All kidding, aside, I wonder why so many municipalities don't require any standard of education/qualification or expertise for this position.


----------



## mtlogcabin (Oct 23, 2009)

Re: BO required to have CBO cert?

The state requires the inspectors to be certified in the discipline they inspect but NO requirements for the Building Official


----------



## Uncle Bob (Oct 23, 2009)

Re: BO required to have CBO cert?

Paul,

No Requirement for Building Official.

I was a Building Official for a small community (less than 4,000 pop.) in Texas, for 3 years; and, I had only a State Plumbing Inspector's License.  The only State requirement is that if you inspect Plumbing, you must have a State Plumbing Inspector's License.  Other than that, it is up to the AHJ, to decide what qualifications and/or certifications they "hope for".

Many municipalities use an Assistant City Manager/ Manager, City Planner, the Mayor, Public Works Director, Fire Chief, or anyone else; who they feel will properly appy the political whims of the AHJ; and not offend any benefactors of the City governing body.

In other words; compliance with the wishes of the Local Home Builder's Association *is an amendment to the adopted codes.*

Uncle Bob


----------



## High Desert (Oct 23, 2009)

Re: BO required to have CBO cert?

Oregon has had mandatory building official certification since about late 70's I believe. About 2 years ago, the state started recognizing the ICC CBO as an equivalent certification. Now in order to become a B.O., you have to obtain the ICC CBO cert. Those of us that had the previous state certification aren't required to get the CBO, for now at least. I am working on mine though.


----------



## FM William Burns (Oct 23, 2009)

Re: BO required to have CBO cert?

Not in Michigan either


----------



## fatboy (Oct 30, 2009)

Re: BO required to have CBO cert?

No requirement in CO...........


----------



## JBI (Oct 30, 2009)

Re: BO required to have CBO cert?

NYS is interesting... To get hired, no. You do need to either pass a civil service exam and get on the local list OR be certified.

The certifications offered by NYS are Code Enforcement Official (the whole banana) or Code Compliance Technician (limited cert for limited duties). Per State Law, in order to enforce the State Code you have (used to be) 18 months to obtain your cert (might be less now?).

Within the last year or two, Codes Division has worked with ICC to make ICC credits useable by State certified CEOs for in-service credit.
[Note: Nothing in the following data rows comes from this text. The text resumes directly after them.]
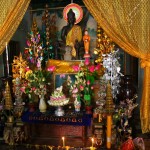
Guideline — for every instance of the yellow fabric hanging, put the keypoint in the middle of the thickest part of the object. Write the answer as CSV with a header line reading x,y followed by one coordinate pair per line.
x,y
127,23
11,14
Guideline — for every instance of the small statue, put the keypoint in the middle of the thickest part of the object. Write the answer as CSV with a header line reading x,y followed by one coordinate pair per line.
x,y
86,40
67,55
71,34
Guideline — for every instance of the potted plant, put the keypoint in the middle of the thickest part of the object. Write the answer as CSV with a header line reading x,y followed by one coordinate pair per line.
x,y
82,87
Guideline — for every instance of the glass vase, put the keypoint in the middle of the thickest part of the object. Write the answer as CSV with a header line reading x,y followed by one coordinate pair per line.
x,y
42,104
87,99
77,104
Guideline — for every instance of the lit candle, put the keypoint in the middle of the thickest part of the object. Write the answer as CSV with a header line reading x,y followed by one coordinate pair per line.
x,y
7,63
92,147
63,139
99,117
109,123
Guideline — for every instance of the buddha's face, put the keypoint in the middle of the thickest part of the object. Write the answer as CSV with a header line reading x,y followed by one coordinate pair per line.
x,y
71,19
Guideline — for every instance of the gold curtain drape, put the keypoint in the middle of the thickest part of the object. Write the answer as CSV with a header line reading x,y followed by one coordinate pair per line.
x,y
128,24
11,14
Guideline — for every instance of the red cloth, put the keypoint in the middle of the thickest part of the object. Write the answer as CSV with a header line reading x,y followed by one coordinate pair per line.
x,y
128,145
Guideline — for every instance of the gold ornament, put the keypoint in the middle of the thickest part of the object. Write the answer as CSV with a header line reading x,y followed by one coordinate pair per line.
x,y
8,98
18,67
109,106
104,45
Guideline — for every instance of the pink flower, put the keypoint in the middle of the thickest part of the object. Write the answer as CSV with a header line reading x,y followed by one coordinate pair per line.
x,y
92,68
22,89
97,67
92,87
62,76
87,61
75,90
88,82
27,69
33,88
51,68
81,87
28,43
76,68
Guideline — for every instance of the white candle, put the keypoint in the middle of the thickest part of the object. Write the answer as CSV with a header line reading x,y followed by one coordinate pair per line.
x,y
7,63
63,139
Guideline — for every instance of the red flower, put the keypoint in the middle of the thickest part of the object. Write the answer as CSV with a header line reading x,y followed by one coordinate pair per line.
x,y
97,67
86,62
92,68
76,68
88,82
51,68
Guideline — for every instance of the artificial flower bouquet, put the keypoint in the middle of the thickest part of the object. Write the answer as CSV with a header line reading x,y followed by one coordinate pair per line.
x,y
82,87
36,81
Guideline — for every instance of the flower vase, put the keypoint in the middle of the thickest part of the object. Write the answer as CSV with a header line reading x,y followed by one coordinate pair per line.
x,y
77,104
87,99
42,104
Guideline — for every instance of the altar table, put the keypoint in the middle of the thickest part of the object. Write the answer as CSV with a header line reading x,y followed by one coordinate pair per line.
x,y
46,128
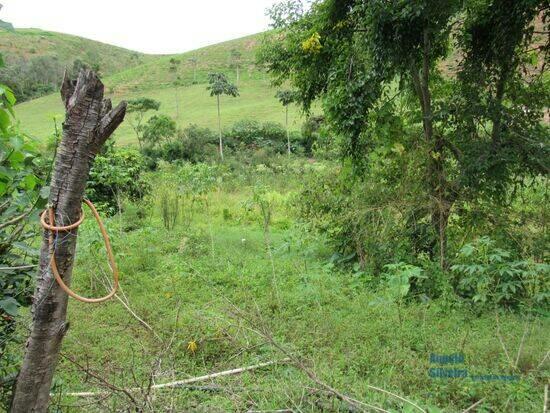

Not sure where they are with accepting ICC certs outright, or reciprosity for NYS to ICC.

It was always my understanding that our State training program was well respected in other States under the Legacy Codes.


----------



## peach (Oct 31, 2009)

Re: BO required to have CBO cert?

should have to...  sadly, it's not a requirement almost anywhere.

back when I took mine (last century.. jeez)... it was mostly administration, legal and budgeting... not so much technical (well, ok..the technical part was sort of a slow pitch softball)..

it qualifies one to be an administrator.. not an inspector or plan reviewer.  Dress up pretty to go in front of the city council and court; not to speak to the technical issues.

A good building official will know what they don't know and have trusted staff to advise on the technical issues (unless they are very, very good and have grown up thru the codes into their position)....


----------



## fw. (Nov 3, 2009)

Re: BO required to have CBO cert?

Minnesota requires that the Building Official be state certified, small jurisdictions can get by with a limited certification.  Last year they required that any inspectors under the building official also be certified, or the building official provide proof that they are getting continuing education.


----------



## packsaddle (Nov 3, 2009)

Re: BO required to have CBO cert?

Why?

Apparently, you only need one ICC certification to be President of ICC.


----------